Don't have as many pics of Dillon cuz he was busy sucking up to the human folk for lovin's most of the time!










I think this was Mira?? 










Sammy and Mira both wanted this ball..



















my boys didn't know what to make of these retrieving-crazy girls!





























I want it!!!










2 balls.. which to choose!?










I love this pic of my boy!!










Windy was hogging the pool steps!










finally venturing in...










and getting a ball!










tired wet puppy!



















just for laughs.. professional beggars!!!


----------



## Noey (Feb 26, 2009)

great photos. Looks like a fun pool party.


----------



## MittaBear (Mar 9, 2010)

That sure is a bunch of happy, wet dogs! That looked like such a fun pool party.


----------



## Mssjnnfer (Aug 9, 2009)

That's my kind of pool party!!! Looks like so much fun!


----------



## Cathy's Gunner (Dec 4, 2008)

There is nothing like a bunch of wet Golden's in the water. Loved the pictures. Looks like fun was had by all. Those girls were really great swimmers. Thanks for sharing...


----------



## mylissyk (Feb 25, 2007)

We always get as wet as the dogs even if we don't get in the pool, did you bring towels? lol

Looks like fun!


----------



## Wimbles (Mar 25, 2010)

Looks like you guys all had loads of fun, great pics!


----------



## sammydog (Aug 23, 2008)

I loved reading all of the descriptions of the pictures, I had a blast, and I know Mira did as well! You did an amazing job capturing all of the fun that the pups were having! Sam and Dillon were so cute!

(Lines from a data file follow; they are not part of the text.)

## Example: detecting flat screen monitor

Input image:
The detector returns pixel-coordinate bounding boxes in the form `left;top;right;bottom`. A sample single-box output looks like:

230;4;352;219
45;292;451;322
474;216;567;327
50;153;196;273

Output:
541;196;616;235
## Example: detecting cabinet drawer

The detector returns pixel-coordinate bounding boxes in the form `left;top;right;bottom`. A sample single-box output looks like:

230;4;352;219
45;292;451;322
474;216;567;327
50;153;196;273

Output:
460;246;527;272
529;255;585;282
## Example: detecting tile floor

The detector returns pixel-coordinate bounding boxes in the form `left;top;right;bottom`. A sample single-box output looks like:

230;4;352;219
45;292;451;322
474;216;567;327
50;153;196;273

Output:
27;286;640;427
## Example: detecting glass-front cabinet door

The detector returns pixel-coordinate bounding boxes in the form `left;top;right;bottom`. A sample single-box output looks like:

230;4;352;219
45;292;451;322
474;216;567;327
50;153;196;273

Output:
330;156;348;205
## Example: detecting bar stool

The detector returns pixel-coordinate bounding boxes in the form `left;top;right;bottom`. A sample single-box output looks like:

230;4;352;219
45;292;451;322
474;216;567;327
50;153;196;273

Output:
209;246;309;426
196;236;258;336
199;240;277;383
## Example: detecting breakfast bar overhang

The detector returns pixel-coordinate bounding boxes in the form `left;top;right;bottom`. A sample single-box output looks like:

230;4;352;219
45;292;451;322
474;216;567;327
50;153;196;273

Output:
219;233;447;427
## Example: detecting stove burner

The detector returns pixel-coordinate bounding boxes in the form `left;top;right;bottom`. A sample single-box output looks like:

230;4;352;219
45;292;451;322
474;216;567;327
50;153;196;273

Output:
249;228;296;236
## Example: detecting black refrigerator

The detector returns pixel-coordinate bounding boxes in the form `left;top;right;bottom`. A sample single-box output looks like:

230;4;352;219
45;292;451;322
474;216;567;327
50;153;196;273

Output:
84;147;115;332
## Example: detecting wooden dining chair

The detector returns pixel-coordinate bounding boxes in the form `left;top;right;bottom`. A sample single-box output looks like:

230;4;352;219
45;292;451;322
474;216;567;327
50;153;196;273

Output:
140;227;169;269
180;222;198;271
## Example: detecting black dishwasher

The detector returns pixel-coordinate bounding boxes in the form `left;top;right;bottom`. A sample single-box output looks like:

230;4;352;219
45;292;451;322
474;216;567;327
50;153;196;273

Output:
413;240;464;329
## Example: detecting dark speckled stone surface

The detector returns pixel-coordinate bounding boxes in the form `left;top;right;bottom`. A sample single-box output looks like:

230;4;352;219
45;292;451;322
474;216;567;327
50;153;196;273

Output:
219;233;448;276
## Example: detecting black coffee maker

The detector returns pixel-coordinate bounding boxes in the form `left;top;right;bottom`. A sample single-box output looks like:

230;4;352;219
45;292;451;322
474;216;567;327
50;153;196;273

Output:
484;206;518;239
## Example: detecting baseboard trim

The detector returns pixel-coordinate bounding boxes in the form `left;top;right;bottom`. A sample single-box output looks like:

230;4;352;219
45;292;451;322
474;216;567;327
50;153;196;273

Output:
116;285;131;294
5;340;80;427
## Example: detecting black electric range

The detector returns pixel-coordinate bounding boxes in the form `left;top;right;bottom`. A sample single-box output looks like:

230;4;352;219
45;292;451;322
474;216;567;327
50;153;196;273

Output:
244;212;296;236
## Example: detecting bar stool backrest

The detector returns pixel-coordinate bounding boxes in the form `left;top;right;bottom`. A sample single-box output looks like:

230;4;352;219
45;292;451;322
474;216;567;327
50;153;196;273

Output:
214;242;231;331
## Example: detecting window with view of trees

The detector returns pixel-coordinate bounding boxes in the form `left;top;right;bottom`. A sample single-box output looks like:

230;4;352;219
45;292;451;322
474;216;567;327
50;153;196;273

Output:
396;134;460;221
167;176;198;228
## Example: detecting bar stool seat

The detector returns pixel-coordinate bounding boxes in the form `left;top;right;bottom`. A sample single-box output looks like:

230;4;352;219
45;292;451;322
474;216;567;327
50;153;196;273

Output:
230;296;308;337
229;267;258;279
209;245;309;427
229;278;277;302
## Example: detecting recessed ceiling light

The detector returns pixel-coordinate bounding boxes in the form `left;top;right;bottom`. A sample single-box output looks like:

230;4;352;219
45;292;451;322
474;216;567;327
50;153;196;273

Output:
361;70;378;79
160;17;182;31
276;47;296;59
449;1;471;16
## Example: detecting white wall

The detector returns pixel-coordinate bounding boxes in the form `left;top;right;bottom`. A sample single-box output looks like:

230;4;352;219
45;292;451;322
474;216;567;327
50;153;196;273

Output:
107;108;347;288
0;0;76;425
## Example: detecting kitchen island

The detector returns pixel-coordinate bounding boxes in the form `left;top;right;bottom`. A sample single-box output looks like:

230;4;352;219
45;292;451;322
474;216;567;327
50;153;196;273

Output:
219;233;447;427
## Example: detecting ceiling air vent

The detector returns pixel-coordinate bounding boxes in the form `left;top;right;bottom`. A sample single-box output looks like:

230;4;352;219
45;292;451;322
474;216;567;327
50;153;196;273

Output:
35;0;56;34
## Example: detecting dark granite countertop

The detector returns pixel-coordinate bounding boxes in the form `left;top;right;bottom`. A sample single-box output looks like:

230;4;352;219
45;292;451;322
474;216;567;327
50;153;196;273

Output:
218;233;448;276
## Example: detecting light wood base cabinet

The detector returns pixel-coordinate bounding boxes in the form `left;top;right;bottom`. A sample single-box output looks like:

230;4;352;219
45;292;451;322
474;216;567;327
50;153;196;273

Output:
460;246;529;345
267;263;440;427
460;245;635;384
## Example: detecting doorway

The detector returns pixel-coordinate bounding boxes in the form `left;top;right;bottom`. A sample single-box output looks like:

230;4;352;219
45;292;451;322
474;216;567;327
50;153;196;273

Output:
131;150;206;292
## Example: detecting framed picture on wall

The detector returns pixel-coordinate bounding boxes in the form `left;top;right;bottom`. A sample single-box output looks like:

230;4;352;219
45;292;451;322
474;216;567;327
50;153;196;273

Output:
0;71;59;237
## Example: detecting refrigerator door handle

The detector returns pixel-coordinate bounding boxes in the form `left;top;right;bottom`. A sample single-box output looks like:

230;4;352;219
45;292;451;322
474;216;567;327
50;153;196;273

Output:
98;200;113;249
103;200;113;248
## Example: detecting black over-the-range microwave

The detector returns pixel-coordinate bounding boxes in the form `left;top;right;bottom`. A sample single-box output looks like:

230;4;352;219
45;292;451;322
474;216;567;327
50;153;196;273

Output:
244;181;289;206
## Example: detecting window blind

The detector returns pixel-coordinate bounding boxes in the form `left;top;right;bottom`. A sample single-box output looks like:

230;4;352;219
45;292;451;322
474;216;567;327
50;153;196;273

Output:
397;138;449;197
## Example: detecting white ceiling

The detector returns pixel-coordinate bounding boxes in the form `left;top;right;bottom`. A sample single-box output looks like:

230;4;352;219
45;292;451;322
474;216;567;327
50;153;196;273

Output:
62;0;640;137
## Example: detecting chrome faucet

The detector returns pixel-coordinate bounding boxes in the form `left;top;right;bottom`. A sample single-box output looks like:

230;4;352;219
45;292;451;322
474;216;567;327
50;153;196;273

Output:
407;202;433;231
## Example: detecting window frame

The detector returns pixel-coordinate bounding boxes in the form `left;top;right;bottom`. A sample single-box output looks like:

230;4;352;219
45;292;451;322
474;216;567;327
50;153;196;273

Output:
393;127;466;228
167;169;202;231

Thanks again for the pictures!

And thanks Michelle for having us over! Your home is LOVELY! (so is Jack!)


----------



## Karen519 (Aug 21, 2006)

*Beautiful*

What beautiful dogs, pictures and pool!!

I love your Captions!!

Those Lucky Pups to have a pool like that!!!


----------



## Laurie (Sep 20, 2009)

What great pictures.....looks like the doggies were having a blast. A yard full of handsome and pretty Goldens.....can`t get any better than that!!!


----------



## janine (Aug 8, 2009)

What fun....I wish someone around here would have a golden pool party!! Love all the pictures of those happy goldens.


----------



## MelMcGarry (May 2, 2010)

What great photos! Looks like nothing but fun - thanks for sharing with us!


----------



## mag&bays mom (Sep 25, 2010)

aww what a great pool party. all those goldens together just look so darn cute. i bet everyone had a great nights sleep that night :


----------



## KellyH (Sep 5, 2010)

Wow! This looks like SOOOO much fun! I'm in Los Angeles, and I get my new puppy in January hopefully, but I'd shlep to San Diego for this cool pool party (if I get invited next year!).


----------



## Elisabeth Kazup (Aug 23, 2008)

OMG, cuteness overload. I wish I could have been there; I could watch them all day! Love the 2 girls swimming side-by-side with the tennis balls: they remind me of dolphins.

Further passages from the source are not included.